Introducing Climate Innovation 2050

U.S. carbon emissions are the lowest they’ve been in years. But emissions must decline much, much faster in the coming decades if the United States is to play its essential part in sparing future generations the worst consequences of climate change.

Despite a climate policy freeze in Washington, a growing number of leading companies are thinking deeply about that challenge. They are sizing up the long-term risks posed by climate change, as well as the economic opportunities, and are beginning to envision their paths in a low-carbon transition.

In a new initiative we call Climate Innovation 2050, C2ES is bringing together companies in key sectors to look collectively at plausible pathways to decarbonizing the U.S. economy.

From a technical standpoint, past analyses have identified the core strategies:

  • Electrifying transportation and other sectors to reduce reliance on fossil fuels;
  • Decarbonizing the power sector;
  • Dramatically increasing energy efficiency; and
  • Capturing carbon and storing it in soils, forests and underground.
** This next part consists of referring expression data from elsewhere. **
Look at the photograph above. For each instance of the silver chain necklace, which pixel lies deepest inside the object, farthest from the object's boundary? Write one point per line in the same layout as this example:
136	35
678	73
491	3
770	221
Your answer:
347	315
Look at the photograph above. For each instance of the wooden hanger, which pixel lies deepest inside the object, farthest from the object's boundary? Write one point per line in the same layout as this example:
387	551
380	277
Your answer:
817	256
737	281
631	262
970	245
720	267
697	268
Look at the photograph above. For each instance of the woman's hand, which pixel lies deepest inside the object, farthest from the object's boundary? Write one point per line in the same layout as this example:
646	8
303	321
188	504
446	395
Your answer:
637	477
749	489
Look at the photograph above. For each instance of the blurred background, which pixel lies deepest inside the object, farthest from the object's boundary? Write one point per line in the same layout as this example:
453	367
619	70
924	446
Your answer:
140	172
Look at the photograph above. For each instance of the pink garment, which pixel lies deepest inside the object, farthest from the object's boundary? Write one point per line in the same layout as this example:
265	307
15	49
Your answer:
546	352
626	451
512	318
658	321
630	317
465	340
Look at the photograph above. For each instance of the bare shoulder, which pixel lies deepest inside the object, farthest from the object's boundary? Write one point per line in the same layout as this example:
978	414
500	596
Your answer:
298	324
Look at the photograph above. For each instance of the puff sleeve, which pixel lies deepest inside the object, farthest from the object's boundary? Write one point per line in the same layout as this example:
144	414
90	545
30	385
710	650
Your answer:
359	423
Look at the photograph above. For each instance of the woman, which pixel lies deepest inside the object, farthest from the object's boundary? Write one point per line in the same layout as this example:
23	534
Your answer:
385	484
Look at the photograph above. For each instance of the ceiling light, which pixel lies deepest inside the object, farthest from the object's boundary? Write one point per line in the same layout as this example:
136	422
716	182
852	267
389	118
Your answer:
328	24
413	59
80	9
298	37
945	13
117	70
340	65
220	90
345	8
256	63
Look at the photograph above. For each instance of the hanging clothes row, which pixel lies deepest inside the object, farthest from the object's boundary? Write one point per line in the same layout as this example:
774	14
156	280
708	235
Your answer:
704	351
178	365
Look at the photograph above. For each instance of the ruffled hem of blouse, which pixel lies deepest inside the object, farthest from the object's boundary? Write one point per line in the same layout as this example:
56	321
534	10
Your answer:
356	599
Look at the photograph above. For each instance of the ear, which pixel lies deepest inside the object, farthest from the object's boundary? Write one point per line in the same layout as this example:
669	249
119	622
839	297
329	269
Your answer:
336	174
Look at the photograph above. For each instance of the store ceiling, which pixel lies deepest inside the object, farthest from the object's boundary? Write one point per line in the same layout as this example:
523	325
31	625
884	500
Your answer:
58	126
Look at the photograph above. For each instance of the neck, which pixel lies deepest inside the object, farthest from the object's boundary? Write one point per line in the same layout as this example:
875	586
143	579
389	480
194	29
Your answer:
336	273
What we need now is a clear vision of how government and the private sector can mobilize the innovation and investment needed to achieve those transformations. That’s what Climate Innovation 2050 aims to provide.

With companies from power, transportation, tech, oil and gas, chemicals, cement, manufacturing, finance, and food and agriculture, the initiative provides a uniquely cross-sectoral perspective addressing an inherently cross-sectoral challenge. It affords companies the opportunity to develop a more wholistic view on how sectors can work together and to contribute to a decarbonization agenda.

As one of our initial steps, C2ES experts have prepared a set of briefs summarizing emissions trends and projections, and decarbonization challenges and opportunities, in six key sectors: power, transportation, buildings, industry, oil and gas, and agriculture/land use.

And we’ve brought in experts from the RAND Corporation and the University of Maryland’s Joint Global Change Research Institute (JGCRI) to help us lead the companies in exploring potential decarbonization pathways.

To better understand the potential roles of policy, technology innovation, corporate action and consumer behavior, we’re now working with the companies to develop a set of scenarios illustrating different pathways to reducing U.S. emissions 80 percent by 2050. Building on that analysis, we’ll later construct detailed roadmaps outlining the policies and private sector actions needed to achieve that goal.

Decarbonizing the U.S. economy is an ambitious aim, one whose urgency becomes ever clearer as our communities and economy bear the rising costs of climate change. It is heartening that so many of America’s leading companies are looking past the politics of the moment and are thinking seriously about a low-carbon future. We look forward to sharing more about Climate Innovation 2050 in the months ahead.